Sunday 17 April 2011

Welcome

Hello and welcome to my new blog.  I am a bit of a technocripple but I can't believe that I have created this little diary.

Here goes, the story so far.  When I was about ten years old, I began to notice that all the other girls were beginning to look very different to me. They were developing lady lumps and curves whilst I was as scrawny as a chicken.  Naturally, this meant that the others were going through puberty and I was not.  I try and rationalise this next statement as my body screaming that something was very wrong, but I kept dreaming that I was sitting on a sofa and I was telling a young man that I couldn't have children so the ball was in his court, if he love me, I would stay.  Between the ages of 12-15yrs old, I went to my GP on several occasions to say that things weren't happening.  However, I was 16yrs old when I saw a female locum and within minutes she realised that I hadn't grown in four years.  I was instantly referred to the hospital for blood tests that confirmed that I had Turner's Syndrome, a chromosome disorder that means the sufferer is infertile and is effectively menopausal.  I will never forget being told the news and crying hysterically in the consultant's room.  I went out for pizza with my mum but we couldn't eat, now that was a first. 

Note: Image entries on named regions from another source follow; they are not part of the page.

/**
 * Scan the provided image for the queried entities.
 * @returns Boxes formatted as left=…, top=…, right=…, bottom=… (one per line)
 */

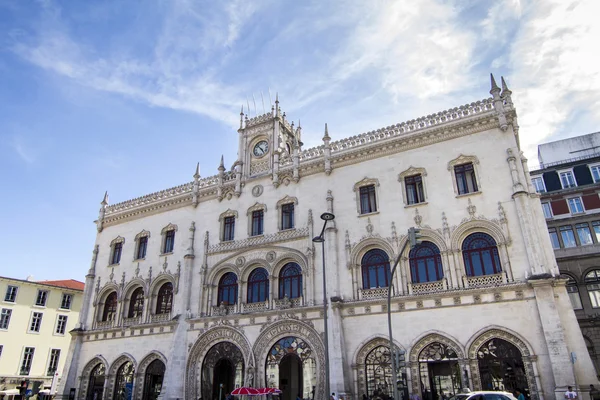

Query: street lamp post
left=313, top=212, right=335, bottom=400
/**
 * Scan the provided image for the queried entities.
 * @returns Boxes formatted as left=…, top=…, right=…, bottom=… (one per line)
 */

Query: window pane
left=575, top=224, right=593, bottom=246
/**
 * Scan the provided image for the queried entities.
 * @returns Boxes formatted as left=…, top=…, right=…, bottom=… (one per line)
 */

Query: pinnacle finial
left=490, top=73, right=500, bottom=94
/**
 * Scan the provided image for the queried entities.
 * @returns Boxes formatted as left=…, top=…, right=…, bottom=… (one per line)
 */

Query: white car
left=450, top=391, right=517, bottom=400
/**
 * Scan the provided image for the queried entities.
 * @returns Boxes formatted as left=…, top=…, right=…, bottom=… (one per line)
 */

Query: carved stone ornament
left=252, top=185, right=264, bottom=197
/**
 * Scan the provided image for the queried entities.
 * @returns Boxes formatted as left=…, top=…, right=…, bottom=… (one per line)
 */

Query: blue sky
left=0, top=0, right=600, bottom=280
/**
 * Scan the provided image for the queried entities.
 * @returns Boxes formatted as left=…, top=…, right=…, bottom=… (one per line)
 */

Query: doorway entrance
left=202, top=342, right=244, bottom=400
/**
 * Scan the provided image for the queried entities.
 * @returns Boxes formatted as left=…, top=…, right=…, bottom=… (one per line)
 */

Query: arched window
left=408, top=242, right=444, bottom=283
left=113, top=361, right=134, bottom=400
left=585, top=269, right=600, bottom=308
left=217, top=272, right=237, bottom=306
left=361, top=249, right=390, bottom=289
left=102, top=292, right=117, bottom=321
left=156, top=282, right=173, bottom=314
left=462, top=232, right=502, bottom=276
left=127, top=287, right=144, bottom=318
left=560, top=274, right=583, bottom=310
left=247, top=268, right=269, bottom=303
left=279, top=263, right=302, bottom=299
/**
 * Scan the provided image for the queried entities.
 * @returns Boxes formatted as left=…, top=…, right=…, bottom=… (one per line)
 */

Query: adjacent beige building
left=0, top=277, right=84, bottom=391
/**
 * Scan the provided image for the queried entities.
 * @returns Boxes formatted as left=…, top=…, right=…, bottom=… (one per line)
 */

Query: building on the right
left=531, top=132, right=600, bottom=375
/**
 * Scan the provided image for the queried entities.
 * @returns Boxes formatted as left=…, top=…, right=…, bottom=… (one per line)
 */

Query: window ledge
left=358, top=211, right=379, bottom=218
left=456, top=190, right=482, bottom=199
left=404, top=201, right=429, bottom=208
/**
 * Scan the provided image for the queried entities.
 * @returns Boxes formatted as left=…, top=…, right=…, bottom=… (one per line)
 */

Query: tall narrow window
left=567, top=197, right=585, bottom=214
left=281, top=203, right=294, bottom=229
left=560, top=225, right=577, bottom=248
left=110, top=242, right=123, bottom=264
left=247, top=268, right=269, bottom=303
left=19, top=347, right=35, bottom=375
left=454, top=163, right=479, bottom=194
left=29, top=313, right=44, bottom=332
left=548, top=228, right=560, bottom=250
left=360, top=249, right=390, bottom=289
left=4, top=285, right=19, bottom=303
left=217, top=272, right=238, bottom=306
left=102, top=292, right=117, bottom=321
left=35, top=290, right=48, bottom=307
left=223, top=215, right=235, bottom=242
left=531, top=176, right=546, bottom=193
left=559, top=171, right=577, bottom=189
left=279, top=263, right=302, bottom=299
left=408, top=242, right=444, bottom=283
left=56, top=315, right=68, bottom=335
left=135, top=236, right=148, bottom=260
left=462, top=232, right=502, bottom=276
left=251, top=210, right=264, bottom=236
left=156, top=282, right=173, bottom=314
left=404, top=174, right=425, bottom=204
left=127, top=287, right=144, bottom=318
left=60, top=293, right=73, bottom=310
left=575, top=224, right=594, bottom=246
left=47, top=349, right=60, bottom=376
left=359, top=185, right=377, bottom=214
left=163, top=229, right=175, bottom=253
left=0, top=308, right=12, bottom=329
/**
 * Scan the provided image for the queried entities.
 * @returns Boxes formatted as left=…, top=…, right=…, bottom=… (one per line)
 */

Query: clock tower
left=235, top=97, right=302, bottom=190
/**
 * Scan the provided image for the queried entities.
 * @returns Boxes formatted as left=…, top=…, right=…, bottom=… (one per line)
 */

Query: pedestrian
left=565, top=386, right=577, bottom=399
left=590, top=385, right=600, bottom=400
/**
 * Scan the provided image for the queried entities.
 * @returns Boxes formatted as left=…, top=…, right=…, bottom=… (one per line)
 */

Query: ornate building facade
left=61, top=78, right=596, bottom=400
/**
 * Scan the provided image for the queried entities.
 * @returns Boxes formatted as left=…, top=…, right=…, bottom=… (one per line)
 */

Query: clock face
left=253, top=140, right=269, bottom=157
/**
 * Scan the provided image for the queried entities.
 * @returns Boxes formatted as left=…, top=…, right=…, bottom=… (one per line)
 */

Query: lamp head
left=321, top=213, right=335, bottom=221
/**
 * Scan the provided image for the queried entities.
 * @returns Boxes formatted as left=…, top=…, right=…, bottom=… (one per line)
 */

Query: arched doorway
left=477, top=338, right=529, bottom=395
left=202, top=342, right=244, bottom=400
left=265, top=336, right=317, bottom=400
left=142, top=359, right=165, bottom=400
left=419, top=342, right=462, bottom=400
left=87, top=363, right=106, bottom=400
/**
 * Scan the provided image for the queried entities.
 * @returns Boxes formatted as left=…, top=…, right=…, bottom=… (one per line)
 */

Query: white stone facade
left=62, top=77, right=597, bottom=400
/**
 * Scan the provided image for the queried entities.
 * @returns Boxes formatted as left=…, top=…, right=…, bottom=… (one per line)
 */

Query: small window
left=60, top=293, right=73, bottom=310
left=542, top=203, right=552, bottom=219
left=250, top=210, right=264, bottom=236
left=567, top=197, right=585, bottom=214
left=35, top=290, right=48, bottom=307
left=454, top=163, right=479, bottom=194
left=110, top=242, right=123, bottom=264
left=548, top=228, right=560, bottom=250
left=4, top=285, right=19, bottom=303
left=360, top=185, right=377, bottom=214
left=29, top=312, right=44, bottom=332
left=47, top=349, right=60, bottom=376
left=55, top=315, right=69, bottom=335
left=135, top=236, right=148, bottom=260
left=0, top=308, right=12, bottom=329
left=560, top=225, right=577, bottom=248
left=163, top=229, right=175, bottom=253
left=281, top=203, right=294, bottom=229
left=531, top=176, right=546, bottom=193
left=559, top=171, right=577, bottom=189
left=575, top=224, right=594, bottom=246
left=19, top=347, right=35, bottom=375
left=590, top=165, right=600, bottom=182
left=223, top=215, right=235, bottom=242
left=404, top=174, right=425, bottom=204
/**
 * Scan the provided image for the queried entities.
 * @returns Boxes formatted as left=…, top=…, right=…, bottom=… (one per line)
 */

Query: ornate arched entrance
left=253, top=316, right=326, bottom=399
left=185, top=325, right=255, bottom=400
left=469, top=329, right=538, bottom=399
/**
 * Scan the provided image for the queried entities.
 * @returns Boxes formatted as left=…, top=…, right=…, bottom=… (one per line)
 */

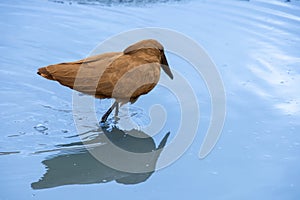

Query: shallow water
left=0, top=0, right=300, bottom=200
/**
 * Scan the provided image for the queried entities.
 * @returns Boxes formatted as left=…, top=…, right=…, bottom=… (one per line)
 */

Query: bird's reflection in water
left=31, top=127, right=169, bottom=189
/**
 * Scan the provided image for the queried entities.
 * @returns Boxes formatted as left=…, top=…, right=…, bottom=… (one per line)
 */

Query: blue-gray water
left=0, top=0, right=300, bottom=200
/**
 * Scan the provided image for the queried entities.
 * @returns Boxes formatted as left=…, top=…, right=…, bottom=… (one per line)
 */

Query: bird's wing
left=38, top=52, right=123, bottom=94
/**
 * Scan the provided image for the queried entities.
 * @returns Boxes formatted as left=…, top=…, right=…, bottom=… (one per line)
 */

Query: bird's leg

This issue has affected my life in many ways.  I am tiny, only 144cm (4ft 8in), with awful co-ordination and slight numeric and spacial awareness issues.  However, I got through school, university and drama school well.  I am now a teacher and actress in London.  I am very happily married to a lovely man and until rather recently the infertility issue never really figured as we have been working, socialising and generally being young.  Now we are in our thirties and infertility is now rearing its head.  I thought I had no options as adoption could be difficult as many agencies won't accept people who have issues with major organs (I have a heart murmur).  IVF with egg donation is an option but it is high risk for people in my situation, firstly because the rigours of a pregnancy could play havoc with my heart and also my kidneys (which also have problems).  I also have ethical and emotional issues.  Can I cope emotionally with the fact that any child that I carry won't be genetically mine?  I will never look into my child's face and see my eyes or nose etc, but I will see my husband which will be a wonderful feeling.  How would I tell my child about how they came to be?  This question may perhaps be answered by this blog and subsequent guide.  I want this blog to be a legacy, whatever the outcome. 
We are now in the present day and at my last annual TS endocrinology appointment I made a formal request with the fertility specialist.  On Wednesday 23rd March 2011 our journey from barren to baby started.